Si lo supiera, sería parco en recetar calmantes, menos activos que la idea de ti... He metido en un puño el dolor, porque necesitaba reposo para escribirte. Con mi fuerza de voluntad, que es enorme, y con el poder del pensamiento, consigo algunas treguas. Llévese el Demonio la pierna. Que me la corten. Para nada la necesito. Tan espiritualmente amaré con una pierna, como con dos... como sin ninguna».
Viernes.
«No me hace falta ver los primores de tu arte maravilloso. Me los figuro como si delante de mis ojos los tuviera. La Naturaleza no tiene secretos para ti. Más que tu maestra es tu amiga. De sopetón se introduce en tus obras, sin que tú lo solicites, y tus miradas la clavan en el lienzo antes que los pinceles. Cuando yo me ponga buena, haré lo mismo. Me rebulle aquí dentro la seguridad de que lo he de hacer. Trabajaremos juntos, porque ya no podré ser actriz; voy viendo que es imposible...

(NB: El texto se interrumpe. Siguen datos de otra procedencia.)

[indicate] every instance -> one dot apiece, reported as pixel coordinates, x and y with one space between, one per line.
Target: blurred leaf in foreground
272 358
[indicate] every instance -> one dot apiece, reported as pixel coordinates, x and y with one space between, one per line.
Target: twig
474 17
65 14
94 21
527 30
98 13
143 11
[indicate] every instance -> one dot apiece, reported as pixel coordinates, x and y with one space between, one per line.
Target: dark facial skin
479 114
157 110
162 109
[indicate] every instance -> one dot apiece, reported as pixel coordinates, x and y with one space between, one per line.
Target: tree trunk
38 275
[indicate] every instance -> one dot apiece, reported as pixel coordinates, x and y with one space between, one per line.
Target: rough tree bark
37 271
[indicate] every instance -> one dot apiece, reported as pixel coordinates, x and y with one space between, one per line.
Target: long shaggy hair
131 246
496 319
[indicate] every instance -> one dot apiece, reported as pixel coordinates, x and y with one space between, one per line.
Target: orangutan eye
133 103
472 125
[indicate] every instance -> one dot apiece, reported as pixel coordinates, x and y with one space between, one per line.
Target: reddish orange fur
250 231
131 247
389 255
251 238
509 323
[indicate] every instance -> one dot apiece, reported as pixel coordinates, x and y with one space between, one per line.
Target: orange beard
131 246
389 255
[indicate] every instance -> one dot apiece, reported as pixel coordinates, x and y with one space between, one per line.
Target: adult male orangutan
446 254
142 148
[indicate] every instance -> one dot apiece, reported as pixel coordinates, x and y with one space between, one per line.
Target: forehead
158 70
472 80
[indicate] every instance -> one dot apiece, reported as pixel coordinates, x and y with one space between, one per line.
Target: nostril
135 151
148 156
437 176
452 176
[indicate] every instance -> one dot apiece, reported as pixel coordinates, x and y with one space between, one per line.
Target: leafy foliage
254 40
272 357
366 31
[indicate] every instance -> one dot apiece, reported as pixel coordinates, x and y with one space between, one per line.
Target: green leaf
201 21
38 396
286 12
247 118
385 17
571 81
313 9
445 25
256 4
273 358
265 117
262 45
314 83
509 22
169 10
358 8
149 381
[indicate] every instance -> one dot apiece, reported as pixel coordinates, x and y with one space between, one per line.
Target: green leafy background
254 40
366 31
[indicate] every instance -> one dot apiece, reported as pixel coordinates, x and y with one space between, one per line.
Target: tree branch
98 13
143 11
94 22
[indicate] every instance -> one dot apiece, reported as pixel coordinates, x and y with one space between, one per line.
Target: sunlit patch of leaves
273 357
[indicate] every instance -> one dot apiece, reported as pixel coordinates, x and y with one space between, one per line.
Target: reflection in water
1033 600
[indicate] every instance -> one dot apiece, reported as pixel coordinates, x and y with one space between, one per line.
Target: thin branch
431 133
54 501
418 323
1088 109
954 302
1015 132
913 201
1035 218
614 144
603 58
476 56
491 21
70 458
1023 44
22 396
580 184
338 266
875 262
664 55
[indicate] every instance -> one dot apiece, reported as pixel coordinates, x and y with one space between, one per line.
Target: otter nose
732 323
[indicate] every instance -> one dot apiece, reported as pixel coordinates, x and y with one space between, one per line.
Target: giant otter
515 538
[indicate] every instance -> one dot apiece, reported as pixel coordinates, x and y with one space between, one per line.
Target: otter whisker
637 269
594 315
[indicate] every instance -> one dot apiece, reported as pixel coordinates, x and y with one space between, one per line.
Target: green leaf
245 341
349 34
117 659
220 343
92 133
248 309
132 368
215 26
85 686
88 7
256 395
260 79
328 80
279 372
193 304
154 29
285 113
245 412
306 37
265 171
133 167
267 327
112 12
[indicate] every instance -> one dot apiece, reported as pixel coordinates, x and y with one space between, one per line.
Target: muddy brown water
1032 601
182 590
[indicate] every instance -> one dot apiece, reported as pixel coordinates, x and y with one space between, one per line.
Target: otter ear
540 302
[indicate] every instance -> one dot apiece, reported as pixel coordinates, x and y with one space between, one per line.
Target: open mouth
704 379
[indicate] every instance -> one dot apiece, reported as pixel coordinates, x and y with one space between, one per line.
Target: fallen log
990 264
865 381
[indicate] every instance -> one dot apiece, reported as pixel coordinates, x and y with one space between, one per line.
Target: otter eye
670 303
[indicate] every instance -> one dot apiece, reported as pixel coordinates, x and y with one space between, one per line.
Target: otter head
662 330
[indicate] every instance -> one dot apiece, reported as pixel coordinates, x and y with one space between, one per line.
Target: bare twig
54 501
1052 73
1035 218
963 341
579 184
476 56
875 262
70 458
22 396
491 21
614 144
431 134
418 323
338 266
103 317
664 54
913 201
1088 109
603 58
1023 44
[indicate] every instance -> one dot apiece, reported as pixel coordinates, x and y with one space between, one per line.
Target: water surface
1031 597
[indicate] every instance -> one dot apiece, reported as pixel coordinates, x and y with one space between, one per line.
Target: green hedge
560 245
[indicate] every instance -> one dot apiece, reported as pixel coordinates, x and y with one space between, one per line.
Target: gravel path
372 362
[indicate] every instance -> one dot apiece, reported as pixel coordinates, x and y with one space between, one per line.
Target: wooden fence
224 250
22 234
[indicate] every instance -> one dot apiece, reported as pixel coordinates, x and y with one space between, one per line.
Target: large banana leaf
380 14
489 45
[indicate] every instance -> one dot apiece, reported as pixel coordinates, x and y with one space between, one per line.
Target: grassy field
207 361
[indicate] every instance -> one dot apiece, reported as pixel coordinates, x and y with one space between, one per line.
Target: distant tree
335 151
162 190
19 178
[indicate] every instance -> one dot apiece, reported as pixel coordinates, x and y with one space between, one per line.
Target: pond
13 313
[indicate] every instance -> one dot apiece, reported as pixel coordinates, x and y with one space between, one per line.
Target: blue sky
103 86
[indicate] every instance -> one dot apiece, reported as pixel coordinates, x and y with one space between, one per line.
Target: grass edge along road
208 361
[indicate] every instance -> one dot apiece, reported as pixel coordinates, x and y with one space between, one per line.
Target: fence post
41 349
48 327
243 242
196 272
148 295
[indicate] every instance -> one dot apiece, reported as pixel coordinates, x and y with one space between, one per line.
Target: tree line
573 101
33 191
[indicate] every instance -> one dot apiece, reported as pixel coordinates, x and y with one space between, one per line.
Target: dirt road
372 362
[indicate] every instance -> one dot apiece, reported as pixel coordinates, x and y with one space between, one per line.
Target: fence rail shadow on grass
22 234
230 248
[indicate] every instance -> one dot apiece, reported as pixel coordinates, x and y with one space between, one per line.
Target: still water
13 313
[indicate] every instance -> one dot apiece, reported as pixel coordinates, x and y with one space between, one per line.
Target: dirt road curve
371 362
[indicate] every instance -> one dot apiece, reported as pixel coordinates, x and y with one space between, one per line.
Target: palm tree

¡pero lo que es pintora...! No hay quien me lo quite de la cabeza. Tres o cuatro lecciones tuyas me bastarán para seguir tus huellas, siempre a distancia, se entiende... ¿Me enseñarás? Sí, porque tu grandeza de alma corre pareja con tu entendimiento, y eres el sumo bien, la absoluta bondad, como eres... aunque no quieras confesarlo, la suprema belleza».